2 min read
Posted on 05.28.11
  • 2 min read
  • Posted on 05.28.11

Some of you may have seen a television and Internet ad accusing US Senator Claire McCaskill of endangering children's lives by voting to allow asthma-causing emissions to be released from plant smokestacks and car tailpipes. It is a particularly effective ad to run against a Democratic candidate standing for reelection next year. It is also not true.

The ad pins its attack on McCaskill's vote for amendment number 215, which would have suspended for two years any EPA actions "with respect to carbon dioxide or methane pursuant to certain proceedings, other than with respect to motor vehicle emissions." Had the amendment passed (which it did not), nothing would have changed in regard to the common smokestack and tailpipe pollutants specifically covered by the Clean Air Act and having clear connections to asthma. By suggesting that it did, the ad deceives its viewers.

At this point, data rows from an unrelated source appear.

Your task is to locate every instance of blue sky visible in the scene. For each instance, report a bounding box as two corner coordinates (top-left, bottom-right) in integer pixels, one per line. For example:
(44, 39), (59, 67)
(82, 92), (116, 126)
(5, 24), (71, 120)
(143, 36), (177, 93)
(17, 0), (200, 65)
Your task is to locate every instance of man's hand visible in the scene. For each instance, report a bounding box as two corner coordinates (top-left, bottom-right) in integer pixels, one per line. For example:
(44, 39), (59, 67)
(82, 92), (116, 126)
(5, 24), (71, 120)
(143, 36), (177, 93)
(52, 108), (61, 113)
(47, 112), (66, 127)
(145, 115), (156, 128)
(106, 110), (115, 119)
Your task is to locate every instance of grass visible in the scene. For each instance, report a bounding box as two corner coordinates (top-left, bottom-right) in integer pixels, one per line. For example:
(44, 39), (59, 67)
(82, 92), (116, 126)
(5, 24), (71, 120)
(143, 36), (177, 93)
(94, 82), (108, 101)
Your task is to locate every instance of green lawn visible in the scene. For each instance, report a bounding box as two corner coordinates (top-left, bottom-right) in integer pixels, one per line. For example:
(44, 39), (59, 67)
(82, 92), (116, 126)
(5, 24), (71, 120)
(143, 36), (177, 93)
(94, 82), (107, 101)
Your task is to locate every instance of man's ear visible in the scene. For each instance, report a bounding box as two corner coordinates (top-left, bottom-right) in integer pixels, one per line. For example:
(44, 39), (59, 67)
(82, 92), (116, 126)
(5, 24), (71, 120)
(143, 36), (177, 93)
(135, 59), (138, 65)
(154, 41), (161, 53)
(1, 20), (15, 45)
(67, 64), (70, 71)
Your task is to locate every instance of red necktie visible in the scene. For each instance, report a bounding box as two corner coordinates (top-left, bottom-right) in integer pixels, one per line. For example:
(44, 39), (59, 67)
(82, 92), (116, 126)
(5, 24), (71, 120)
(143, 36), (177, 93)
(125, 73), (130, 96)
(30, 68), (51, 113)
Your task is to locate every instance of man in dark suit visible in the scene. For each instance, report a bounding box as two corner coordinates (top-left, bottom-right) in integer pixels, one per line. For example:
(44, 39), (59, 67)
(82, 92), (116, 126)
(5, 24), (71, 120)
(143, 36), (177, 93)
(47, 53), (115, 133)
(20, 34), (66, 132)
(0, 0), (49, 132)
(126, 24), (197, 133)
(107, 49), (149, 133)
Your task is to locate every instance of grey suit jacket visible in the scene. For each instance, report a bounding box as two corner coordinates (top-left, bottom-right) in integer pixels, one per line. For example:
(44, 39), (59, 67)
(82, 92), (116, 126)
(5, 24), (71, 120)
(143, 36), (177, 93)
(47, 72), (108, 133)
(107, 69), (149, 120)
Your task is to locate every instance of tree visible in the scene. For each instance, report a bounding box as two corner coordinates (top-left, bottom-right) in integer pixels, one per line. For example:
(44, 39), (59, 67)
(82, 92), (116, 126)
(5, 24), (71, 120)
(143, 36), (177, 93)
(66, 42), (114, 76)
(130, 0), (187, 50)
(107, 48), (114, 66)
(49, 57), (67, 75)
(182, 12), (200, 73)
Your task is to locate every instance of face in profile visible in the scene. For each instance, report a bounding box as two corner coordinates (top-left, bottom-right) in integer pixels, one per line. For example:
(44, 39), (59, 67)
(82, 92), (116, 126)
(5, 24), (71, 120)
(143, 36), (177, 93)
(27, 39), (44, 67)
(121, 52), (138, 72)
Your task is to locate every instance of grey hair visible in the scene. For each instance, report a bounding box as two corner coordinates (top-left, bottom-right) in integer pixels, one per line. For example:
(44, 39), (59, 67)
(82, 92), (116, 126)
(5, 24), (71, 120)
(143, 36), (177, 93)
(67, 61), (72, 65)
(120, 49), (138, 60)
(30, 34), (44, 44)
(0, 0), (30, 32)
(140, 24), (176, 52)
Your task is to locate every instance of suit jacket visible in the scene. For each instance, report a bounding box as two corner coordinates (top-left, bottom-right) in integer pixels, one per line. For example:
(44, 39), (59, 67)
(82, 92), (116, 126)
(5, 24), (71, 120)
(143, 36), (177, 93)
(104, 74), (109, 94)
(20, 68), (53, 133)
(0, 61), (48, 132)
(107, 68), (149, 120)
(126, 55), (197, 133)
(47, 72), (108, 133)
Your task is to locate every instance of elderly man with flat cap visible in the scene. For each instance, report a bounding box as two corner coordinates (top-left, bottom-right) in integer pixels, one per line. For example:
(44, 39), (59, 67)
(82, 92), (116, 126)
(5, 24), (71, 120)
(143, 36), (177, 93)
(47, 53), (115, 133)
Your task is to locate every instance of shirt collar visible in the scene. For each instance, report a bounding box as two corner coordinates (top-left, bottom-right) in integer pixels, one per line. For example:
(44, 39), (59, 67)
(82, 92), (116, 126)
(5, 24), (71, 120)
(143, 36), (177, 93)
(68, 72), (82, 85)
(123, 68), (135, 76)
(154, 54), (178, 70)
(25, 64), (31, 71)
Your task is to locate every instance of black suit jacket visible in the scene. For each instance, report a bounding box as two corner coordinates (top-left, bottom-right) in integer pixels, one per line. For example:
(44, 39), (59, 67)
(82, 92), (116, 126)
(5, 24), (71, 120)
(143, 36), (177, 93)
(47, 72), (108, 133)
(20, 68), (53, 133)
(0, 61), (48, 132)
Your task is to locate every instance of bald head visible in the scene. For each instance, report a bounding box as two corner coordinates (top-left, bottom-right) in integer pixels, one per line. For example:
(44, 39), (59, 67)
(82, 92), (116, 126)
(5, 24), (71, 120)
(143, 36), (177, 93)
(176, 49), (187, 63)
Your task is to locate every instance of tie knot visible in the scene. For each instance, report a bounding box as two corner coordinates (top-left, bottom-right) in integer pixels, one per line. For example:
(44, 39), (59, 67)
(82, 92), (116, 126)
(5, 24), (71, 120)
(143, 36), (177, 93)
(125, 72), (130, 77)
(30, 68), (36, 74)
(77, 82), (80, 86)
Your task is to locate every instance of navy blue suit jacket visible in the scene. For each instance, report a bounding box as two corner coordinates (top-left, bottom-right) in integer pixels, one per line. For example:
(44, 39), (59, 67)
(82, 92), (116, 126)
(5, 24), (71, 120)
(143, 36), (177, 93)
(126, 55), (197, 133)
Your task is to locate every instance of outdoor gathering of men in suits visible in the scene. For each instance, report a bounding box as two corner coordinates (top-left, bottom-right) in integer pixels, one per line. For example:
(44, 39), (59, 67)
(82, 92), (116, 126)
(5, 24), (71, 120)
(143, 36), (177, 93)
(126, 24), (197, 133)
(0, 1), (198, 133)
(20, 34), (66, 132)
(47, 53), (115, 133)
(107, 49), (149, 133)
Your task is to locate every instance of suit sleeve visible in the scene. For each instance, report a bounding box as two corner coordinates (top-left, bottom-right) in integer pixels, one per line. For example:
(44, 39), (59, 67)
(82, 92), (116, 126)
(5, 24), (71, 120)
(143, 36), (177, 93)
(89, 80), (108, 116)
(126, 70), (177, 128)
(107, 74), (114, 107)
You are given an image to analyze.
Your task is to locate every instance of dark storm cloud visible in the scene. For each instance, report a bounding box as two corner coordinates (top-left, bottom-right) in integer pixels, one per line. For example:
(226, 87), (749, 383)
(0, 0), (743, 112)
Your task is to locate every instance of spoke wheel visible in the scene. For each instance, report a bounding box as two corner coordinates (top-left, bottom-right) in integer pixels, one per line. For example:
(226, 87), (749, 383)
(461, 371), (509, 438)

One fact about the ad is clear. It was paid for by the League of Women Voters. Who paid the League of Women Voters to run the ad is less clear, because that organization has (inexplicably to me and to many other LWV supporters) chosen to hide behind the same sort of law that protects the donors to groups that run scurrilous ads impugning the character, patriotism, or natural citizenship of elected officials they oppose. That is bad company in which to find the League.

The League of Women Voters of St. Louis and the League of Women Voters of Missouri have not, to my knowledge, commented about this ad and about their parent group's decision not to disclose donors' names. That is a silence that they ought to break. Organizations focused on honest debate and transparency break our trust in them when the ads they run are deceitful and their funding is opaque.